Below are reasons why CFD trading is ideal to consider taking on this 2024!
What is CFD Trading?
CFD stands for Contact of Difference and regardless of your degree of experience, you have undoubtedly heard about CFD trading! (even if you just have a basic understanding of it.) But to help you understand what this is, it’s derivative financial instruments.
This financial instrument can allow you to speculate on its market price movements. One thing that’s great about CFD trading, you can speculate on various financial assessments (like stocks, commodities, currencies and more) without really owning anything physically.
And whether the market is bearish or bullish, you can still benefit from both as long as your speculations fall accurate. So you can say, it’s a flexible way to trade and how it works technically, traders initiate a trade by signing up with a broker. This broker then determines the difference between the asset’s entry and exit prices. Following that, the trader records this difference as a profit or loss.
Why is CFD Trading Beneficial?
There are various reasons why this trade is beneficial but to make it quick and easy for you to see how advantageous it is, here is a run down to consider:
1 – It’s pretty liquid!
One of this trade’s best qualities is that it’s liquid and for any trader or investor, that’s a win. Now if you wonder how beneficial a high liquidity market is, here is a list of reasons to consider: (1) the potential of tighter bid-ask spreads, (2) more efficient trading, (3) smoother transactions, (4) minimizes the impact if large orders on market prices, (5) provides a more stable trading environment and lastly (6) cheaper trading fees.
To put it simply, the high level of liquidity seen in well-known CFD markets is essential to provide traders with ideal trading conditions and a dynamic marketplace.
2 – Leverage, leverage–LEVERAGE!
While leverage may also be viewed as a drawback, savvy traders understand how to make use of it to their advantage. Basically, how leverage works in your favour (in trade) is when you start with a relatively small amount of capital and gain big. So what leverage does is it amplifies the potential profit, even if your capital is small.
3 – Enjoy a wider pool of diverse asset classes
As you may already know, CFD trading can allow you to trade in various asset classes! So with this trade, you can expect diversification at its finest. This can give you tons of great opportunities to gain and also a great way to diversify and expand your portfolio. So whether you’re into stocks, commodities, currencies and so on, it’s available in CFDs.
4 – You can gain from both bearish and bullish markets
So no matter if that market is bearish or bullish, you can count on CFD trading to make it possible for you to still profit from it.

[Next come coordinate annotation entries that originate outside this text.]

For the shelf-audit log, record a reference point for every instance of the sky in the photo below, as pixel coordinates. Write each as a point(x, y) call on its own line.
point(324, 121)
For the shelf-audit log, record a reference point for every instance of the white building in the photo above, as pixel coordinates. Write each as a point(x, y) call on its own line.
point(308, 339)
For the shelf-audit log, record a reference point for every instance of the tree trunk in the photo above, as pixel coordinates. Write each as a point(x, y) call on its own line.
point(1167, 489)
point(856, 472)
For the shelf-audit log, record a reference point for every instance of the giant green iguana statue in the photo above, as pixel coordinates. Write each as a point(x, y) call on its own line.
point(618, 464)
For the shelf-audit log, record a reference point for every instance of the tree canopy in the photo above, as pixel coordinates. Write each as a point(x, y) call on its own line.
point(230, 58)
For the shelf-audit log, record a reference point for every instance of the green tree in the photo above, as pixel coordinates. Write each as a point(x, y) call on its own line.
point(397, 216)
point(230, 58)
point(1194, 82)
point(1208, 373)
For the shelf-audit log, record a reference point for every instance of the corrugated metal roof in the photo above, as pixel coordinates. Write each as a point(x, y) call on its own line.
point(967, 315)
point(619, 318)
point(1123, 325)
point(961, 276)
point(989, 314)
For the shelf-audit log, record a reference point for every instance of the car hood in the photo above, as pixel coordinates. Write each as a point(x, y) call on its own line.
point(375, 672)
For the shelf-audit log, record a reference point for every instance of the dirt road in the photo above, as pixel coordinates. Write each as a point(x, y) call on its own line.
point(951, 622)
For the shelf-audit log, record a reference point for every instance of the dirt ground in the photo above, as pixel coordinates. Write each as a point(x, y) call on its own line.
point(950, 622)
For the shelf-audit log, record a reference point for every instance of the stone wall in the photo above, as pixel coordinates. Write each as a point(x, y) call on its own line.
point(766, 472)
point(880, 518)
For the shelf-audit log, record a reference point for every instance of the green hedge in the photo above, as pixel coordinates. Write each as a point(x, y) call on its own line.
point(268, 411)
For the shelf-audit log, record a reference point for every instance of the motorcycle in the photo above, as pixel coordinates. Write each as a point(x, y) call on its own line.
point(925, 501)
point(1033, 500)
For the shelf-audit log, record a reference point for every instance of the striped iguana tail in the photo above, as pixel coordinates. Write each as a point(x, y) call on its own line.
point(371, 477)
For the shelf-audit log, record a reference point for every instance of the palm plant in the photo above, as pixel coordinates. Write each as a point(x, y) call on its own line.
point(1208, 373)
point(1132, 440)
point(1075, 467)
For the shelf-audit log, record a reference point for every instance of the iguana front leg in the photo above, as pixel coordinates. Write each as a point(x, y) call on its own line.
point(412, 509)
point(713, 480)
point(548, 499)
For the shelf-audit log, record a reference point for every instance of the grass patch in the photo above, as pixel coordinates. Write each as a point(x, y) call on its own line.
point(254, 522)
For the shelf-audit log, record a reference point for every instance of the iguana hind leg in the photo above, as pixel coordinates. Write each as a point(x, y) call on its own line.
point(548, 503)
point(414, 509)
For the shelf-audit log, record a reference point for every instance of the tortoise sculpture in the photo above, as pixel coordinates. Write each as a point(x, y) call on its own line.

All you need to do in your send is to know when to go long or go short.
What we mean by go long is buying and for go short, it’s selling. Knowing how to efficiently know what move to go for is your part as a trader. Things that can help you with that decision are analytical tools, a good trading strategy and (if you’re a novice trader) advice from experts.
5 – It’s open 24/5!
Don’t you just love a market that never sleeps? In CFD trading, you’ll be able to trade any time of the day, well except on weekends but overall, this gives you ample time to trade during the week. This provides traders flexibility and allows them to trade whenever it’s convenient for them.
6 – No physical ownership of the underlying asset
Another convenient thing about this is that traders do not genuinely possess the underlying asset. For those who wish to speculate on price changes without the obligations and expenses of ownership, this may be beneficial.